It is worth mentioning that this is not the first time that Dr Mukherjee’s
consent to full autonomy to Kashmir has come up. In his article in ‘The
Greater Kashmir’ (http://www.greaterkashmir.com/news/2010/aug/8/leaf-from-
the-past-4.asp), Mr Balraj Puri, the veteran journalist from the state, has
provided further details about the same:

“[S]hyama Prasad’s prolonged triangular correspondence with Nehru and
Sheikh Abdullah on the status of the State, which was published at that
time by the party, is the most authentic evidence of his stand on the
issue. In his letter dated January 9, 1953 to both of them, for instance,
he wrote: “We would readily agree to treat the valley with Sheikh Abdullah
as the head in any special manner and for such time as he would like but
Jammu and Ladakh must be fully integrated with India.” While Nehru rejected
the idea straightway warning against its repercussions in Kashmir and its
international implications, Abdullah sent a detailed reply in which he,
inter alia, said. “You are perhaps not unaware of the attempts that are
being made by Pakistan and other interested quarters to force a decision
for disrupting the unity of the State. Once the ranks of the State people
are divided, any solution can be foisted on them.”

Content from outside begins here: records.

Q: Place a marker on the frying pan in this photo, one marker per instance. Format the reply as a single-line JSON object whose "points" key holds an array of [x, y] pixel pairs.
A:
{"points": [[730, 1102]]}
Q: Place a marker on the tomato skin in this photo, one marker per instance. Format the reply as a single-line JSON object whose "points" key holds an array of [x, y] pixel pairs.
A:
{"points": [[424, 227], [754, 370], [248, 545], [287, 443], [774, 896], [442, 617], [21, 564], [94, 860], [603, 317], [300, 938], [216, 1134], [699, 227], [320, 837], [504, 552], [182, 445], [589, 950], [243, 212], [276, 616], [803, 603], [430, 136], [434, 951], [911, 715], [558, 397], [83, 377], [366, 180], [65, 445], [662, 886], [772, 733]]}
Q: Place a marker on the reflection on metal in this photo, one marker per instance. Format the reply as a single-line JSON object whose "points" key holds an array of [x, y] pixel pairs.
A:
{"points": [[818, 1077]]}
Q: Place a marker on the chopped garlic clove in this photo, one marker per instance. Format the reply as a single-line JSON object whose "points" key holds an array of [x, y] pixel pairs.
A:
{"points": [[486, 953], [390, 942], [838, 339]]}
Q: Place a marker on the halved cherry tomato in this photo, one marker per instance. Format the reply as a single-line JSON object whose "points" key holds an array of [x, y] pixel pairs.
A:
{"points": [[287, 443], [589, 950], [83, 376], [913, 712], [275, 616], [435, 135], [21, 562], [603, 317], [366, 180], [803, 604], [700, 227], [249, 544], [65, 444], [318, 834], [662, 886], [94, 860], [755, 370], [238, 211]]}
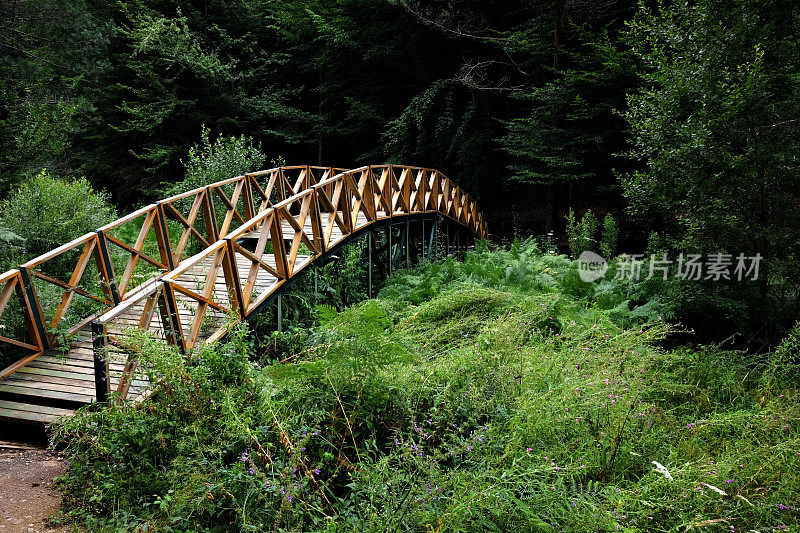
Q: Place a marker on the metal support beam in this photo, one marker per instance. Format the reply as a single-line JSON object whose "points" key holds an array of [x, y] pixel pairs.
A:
{"points": [[431, 239], [389, 246], [423, 237], [35, 308], [408, 255]]}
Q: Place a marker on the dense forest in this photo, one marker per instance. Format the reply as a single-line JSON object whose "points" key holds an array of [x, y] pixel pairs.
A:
{"points": [[678, 118], [498, 391]]}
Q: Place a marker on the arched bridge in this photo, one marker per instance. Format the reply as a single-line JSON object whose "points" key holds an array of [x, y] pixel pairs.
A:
{"points": [[184, 267]]}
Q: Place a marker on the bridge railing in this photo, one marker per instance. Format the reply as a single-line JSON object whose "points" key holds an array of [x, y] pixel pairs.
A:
{"points": [[62, 291], [195, 305]]}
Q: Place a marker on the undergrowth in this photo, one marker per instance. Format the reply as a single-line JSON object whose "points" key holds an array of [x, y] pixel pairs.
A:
{"points": [[493, 394]]}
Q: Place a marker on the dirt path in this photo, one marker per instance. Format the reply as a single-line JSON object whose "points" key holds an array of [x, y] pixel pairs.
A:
{"points": [[27, 495]]}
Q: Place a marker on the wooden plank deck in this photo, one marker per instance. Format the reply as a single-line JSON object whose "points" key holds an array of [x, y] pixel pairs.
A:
{"points": [[61, 380]]}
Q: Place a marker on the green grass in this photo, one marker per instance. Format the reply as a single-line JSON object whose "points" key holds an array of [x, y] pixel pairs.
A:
{"points": [[494, 394]]}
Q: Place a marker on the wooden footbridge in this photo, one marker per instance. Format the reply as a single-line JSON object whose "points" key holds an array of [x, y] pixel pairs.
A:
{"points": [[188, 267]]}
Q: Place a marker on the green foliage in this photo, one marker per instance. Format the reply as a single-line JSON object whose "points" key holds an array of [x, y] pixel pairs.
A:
{"points": [[212, 161], [46, 212]]}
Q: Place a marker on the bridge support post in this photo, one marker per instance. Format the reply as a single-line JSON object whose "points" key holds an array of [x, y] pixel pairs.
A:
{"points": [[408, 244], [280, 311], [423, 238], [102, 386], [389, 246], [431, 239]]}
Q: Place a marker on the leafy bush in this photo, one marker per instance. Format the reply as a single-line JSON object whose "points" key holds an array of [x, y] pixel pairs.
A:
{"points": [[212, 161]]}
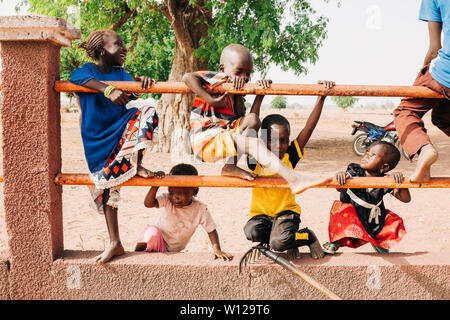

He further added that the prolonged correspondence is concluded with Dr.
Mukherjee’s letter to Pandit Nehru on February 17, 1953, in which he
suggested.

1. “Both parties reiterate that the unity of the State will be maintained
and that the principle of autonomy will apply to the province of Jammu and
also to Ladakh and Kashmir Valley.

2. Implementation of Delhi agreement—which granted special status to the
State—will be made at the next session of Jammu and Kashmir Constituent
Assembly.”

Nehru replied to that by saying that the proposal for autonomy to the three
provinces had been accepted by him and Abdullah in July 1952. If Mukherjee
had realised his mistake, he should have withdrawn the agitation
unconditionally. Mukherjee was unwilling to do so, as it amounted to
surrender. The deadlock prolonged over some way which could provide, what
may be called, a face saving to the Jana Sangh.

It is important to note that after the sudden death of Mukherjee, Nehru had
appealed to the people of Jammu to withdraw their agitation as their demand
for regional autonomy had been conceded. The State government endorsed the
appeal on July 2, when Praja Parishad leaders were released, went to Delhi
and met Nehru on July 3. Thus, the Praja Parishad agitation was withdrawn
on the assurance of regional autonomy and immediate implementation of the
Delhi Agreement.

But there are number of ifs and buts. One factor which prevented its
implementation was that Praja Parishad and Jana Sangh backed out of it.
According to Balraj Madhok, who later on became the president of the Jana
Sangh, the party withdrew its commitment to the State autonomy and regional
autonomy under the directive from Nagpur (the RSS headquarters).The party
continued a ceaseless campaign against regional autonomy and Article 370.

((http://www.greaterkashmir.com/news/2010/aug/8/leaf-from-the-past-4.asp))

Till date the BJP maintains that if the government then had paid heed to
Mukherjee’s opposition of the said Article, Kashmir would have been in a
different situation right now, but it still has not gathered enough courage
to admit that he had conceded to the proposal in writing, earlier.